Another Grand Slam is in the books: Doubles Take looks back and previews this week’s action.

Let's bid a final farewell to what many consider the grandest Slam of them all, Wimbledon.


The five-year plan continues to work for Barbora Krejcikova and Katerina Siniakova.

In 2013, the young Czechs won the French Open girls’ doubles title and followed it up five years later with a win at the main event. What’s good enough for Paris must be good enough for London, right?

The pair repeated that feat at Wimbledon as they defeated Kveta Peschke and Nicole Melichar in the final. With the win, they became the first team to win the girls’ and women’s doubles title at the All England Club.

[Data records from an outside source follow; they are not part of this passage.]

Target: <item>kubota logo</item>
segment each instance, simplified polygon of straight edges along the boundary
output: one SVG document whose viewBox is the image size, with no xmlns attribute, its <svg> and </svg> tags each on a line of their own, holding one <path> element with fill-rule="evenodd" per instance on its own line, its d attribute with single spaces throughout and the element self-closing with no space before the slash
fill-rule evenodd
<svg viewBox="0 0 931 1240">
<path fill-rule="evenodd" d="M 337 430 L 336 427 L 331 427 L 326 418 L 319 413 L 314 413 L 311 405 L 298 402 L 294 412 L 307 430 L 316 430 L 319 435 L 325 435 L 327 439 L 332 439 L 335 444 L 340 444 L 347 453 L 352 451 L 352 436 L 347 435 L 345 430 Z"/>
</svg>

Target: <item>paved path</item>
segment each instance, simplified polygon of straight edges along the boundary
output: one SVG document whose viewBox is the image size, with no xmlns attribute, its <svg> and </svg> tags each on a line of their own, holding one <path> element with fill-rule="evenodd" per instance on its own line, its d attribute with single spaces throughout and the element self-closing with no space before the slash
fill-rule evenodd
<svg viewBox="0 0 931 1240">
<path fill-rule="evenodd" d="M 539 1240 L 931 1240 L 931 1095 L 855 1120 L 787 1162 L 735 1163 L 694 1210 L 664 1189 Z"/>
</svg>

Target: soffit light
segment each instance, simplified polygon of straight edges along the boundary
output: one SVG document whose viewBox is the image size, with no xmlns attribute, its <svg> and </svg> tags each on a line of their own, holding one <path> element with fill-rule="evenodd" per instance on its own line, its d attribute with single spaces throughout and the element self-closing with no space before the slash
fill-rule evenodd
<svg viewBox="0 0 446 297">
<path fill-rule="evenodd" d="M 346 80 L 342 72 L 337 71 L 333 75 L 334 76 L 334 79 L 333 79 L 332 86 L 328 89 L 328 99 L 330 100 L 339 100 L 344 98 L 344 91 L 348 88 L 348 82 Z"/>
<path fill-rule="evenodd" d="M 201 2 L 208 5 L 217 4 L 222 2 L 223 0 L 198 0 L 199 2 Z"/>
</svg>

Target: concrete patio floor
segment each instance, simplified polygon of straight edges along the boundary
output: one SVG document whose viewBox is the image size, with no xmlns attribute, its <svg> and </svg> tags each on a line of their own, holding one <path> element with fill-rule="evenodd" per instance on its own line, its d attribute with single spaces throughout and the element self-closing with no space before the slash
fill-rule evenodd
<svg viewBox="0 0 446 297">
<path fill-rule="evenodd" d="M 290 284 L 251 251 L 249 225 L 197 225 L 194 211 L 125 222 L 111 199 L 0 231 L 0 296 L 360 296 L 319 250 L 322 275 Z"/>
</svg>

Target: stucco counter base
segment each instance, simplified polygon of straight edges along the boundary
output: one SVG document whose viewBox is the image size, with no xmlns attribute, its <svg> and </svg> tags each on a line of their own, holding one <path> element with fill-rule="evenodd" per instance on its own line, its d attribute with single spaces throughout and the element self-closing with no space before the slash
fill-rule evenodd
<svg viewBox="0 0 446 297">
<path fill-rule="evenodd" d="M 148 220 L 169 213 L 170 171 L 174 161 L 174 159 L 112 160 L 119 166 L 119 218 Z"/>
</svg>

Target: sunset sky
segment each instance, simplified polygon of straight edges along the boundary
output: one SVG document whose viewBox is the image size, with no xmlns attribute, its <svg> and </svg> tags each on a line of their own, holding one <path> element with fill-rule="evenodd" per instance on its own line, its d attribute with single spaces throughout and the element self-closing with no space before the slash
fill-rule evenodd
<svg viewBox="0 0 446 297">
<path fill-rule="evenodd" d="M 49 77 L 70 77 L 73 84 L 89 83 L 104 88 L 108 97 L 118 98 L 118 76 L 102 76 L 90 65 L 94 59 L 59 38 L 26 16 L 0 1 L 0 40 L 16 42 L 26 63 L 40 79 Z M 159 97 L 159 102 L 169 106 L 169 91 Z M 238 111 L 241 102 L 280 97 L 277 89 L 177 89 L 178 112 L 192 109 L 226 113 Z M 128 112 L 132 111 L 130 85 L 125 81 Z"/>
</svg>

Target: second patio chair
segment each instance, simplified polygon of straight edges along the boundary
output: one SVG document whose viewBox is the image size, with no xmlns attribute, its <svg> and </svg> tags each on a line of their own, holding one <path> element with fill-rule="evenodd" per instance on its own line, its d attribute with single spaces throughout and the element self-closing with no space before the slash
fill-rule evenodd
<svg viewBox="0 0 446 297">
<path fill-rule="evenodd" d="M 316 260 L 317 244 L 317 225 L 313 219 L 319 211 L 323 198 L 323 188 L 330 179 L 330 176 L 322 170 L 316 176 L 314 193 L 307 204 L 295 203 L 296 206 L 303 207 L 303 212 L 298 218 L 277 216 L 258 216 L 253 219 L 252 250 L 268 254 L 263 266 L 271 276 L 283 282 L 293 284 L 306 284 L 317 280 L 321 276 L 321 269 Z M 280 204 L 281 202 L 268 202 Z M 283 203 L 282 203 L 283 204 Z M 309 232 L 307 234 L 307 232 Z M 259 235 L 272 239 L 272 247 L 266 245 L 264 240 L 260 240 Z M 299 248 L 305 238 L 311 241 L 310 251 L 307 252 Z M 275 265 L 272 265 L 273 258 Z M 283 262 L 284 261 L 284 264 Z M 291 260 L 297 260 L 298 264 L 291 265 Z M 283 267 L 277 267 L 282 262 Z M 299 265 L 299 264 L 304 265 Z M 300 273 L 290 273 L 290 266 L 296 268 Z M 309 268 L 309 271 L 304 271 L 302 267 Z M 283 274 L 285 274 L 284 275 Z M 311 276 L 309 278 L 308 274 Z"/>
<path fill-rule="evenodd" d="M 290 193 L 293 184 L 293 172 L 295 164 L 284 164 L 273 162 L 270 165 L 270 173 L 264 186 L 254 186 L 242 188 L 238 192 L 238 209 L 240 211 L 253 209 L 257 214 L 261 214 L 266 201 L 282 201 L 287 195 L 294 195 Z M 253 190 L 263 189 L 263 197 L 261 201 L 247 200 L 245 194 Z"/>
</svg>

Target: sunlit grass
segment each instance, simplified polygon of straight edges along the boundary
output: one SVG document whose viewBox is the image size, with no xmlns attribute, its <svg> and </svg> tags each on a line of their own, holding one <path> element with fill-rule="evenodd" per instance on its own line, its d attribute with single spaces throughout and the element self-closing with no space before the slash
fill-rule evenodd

It’ll be interesting to see how the 2013 U.S. Open girls’ doubles champs fare in New York this year. If the French and Wimbledon are any indication, odds are they’ll do all right.


After a couple of losses with different partners when his brother went down with a hip injury, Mike Bryan expressed some doubt about continuing on without Bob by his side.

It’s a good thing he decided to play on.

Mike and Jack Sock won a five-set thriller over Raven Klaasen and Michael Venus in the final, giving Bryan his 17th career men’s doubles title, which ties him for the most all time.  Bob, of course, was proud—or was he?

For Sock, it’s his second Wimbledon doubles title and fourth triumph of 2018.


Going into this year’s tournament, Alexander Peya had won 17 doubles titles in his career and been ranked as high as 3 in the world. However, the veteran from Austria had never won a Grand Slam title, after reaching two finals in his 20-year career.

After the final match of the tournament, he can now call himself a Wimbledon champion.

Peya and his partner, Melichar—shaking off her loss in the women’s doubles final the day before—won the mixed doubles title over Jamie Murray and Victoria Azarenka in straight sets. The duo eked out a 9-7 third-set win over Edouard Roger-Vasselin and Andrea Hlavackova in the third round, then received a walkover in their quarterfinal match—providing the perfect opportunity to recover. From there, they got through their last two matches in a rather straightforward fashion.

Surely for Peya, there’s newfound appreciation for the phrase, “good things come to those who wait.”


The tours aren’t done with the clay yet—or the grass, for that matter. The women have two events on tap this week, both on the dirt. In Bucharest, Romania, local favorites Mihaela Buzarnescu and Raluca Olaru are the top seeds and already through to the quarterfinals after a straight-sets first-round win. Aussies Monique Adamczak and Jessica Moore are the second seeds. At the Ladies Championship Gstaad, the draw is topped Xenia Knoll and Veronika Kudermetova, while Kaitlyn Christian and Giuliana Olmos are the second seeds. The third-seeded pairing of Eugenie Bouchard and Johanna Larsson is already out.

The ATP has two clay-court tournaments happening this week. At the Swedish Open in Bastad, top seeds Max Mirnyi and Philipp Oswald are off to a good start as they try to win their third title of the year.  So are Julio Peralta and Horacio Zeballos, the second seeds, who, like Mirnyi and Oswald, won their opener. In Umag, Croatia, Dominic Inglot and Franko Skugor—fresh off their semifinal run at Wimbledon—are the top seeds and will look to continue their torrid pace in 2018. Robin Haase and Matwe Middelkoop headline the bottom half of the draw.

The Hall of Fame Open, the last grass-court tournament of the year, takes place in Newport, R.I. Nicholas Monroe and John-Patrick Smith are the top seeds, followed by Divij Sharan and Jackson Withrow. Lleyton Hewitt’s second coming as a doubles specialist continues, as he’ll be playing with fellow Australian Jordan Thompson.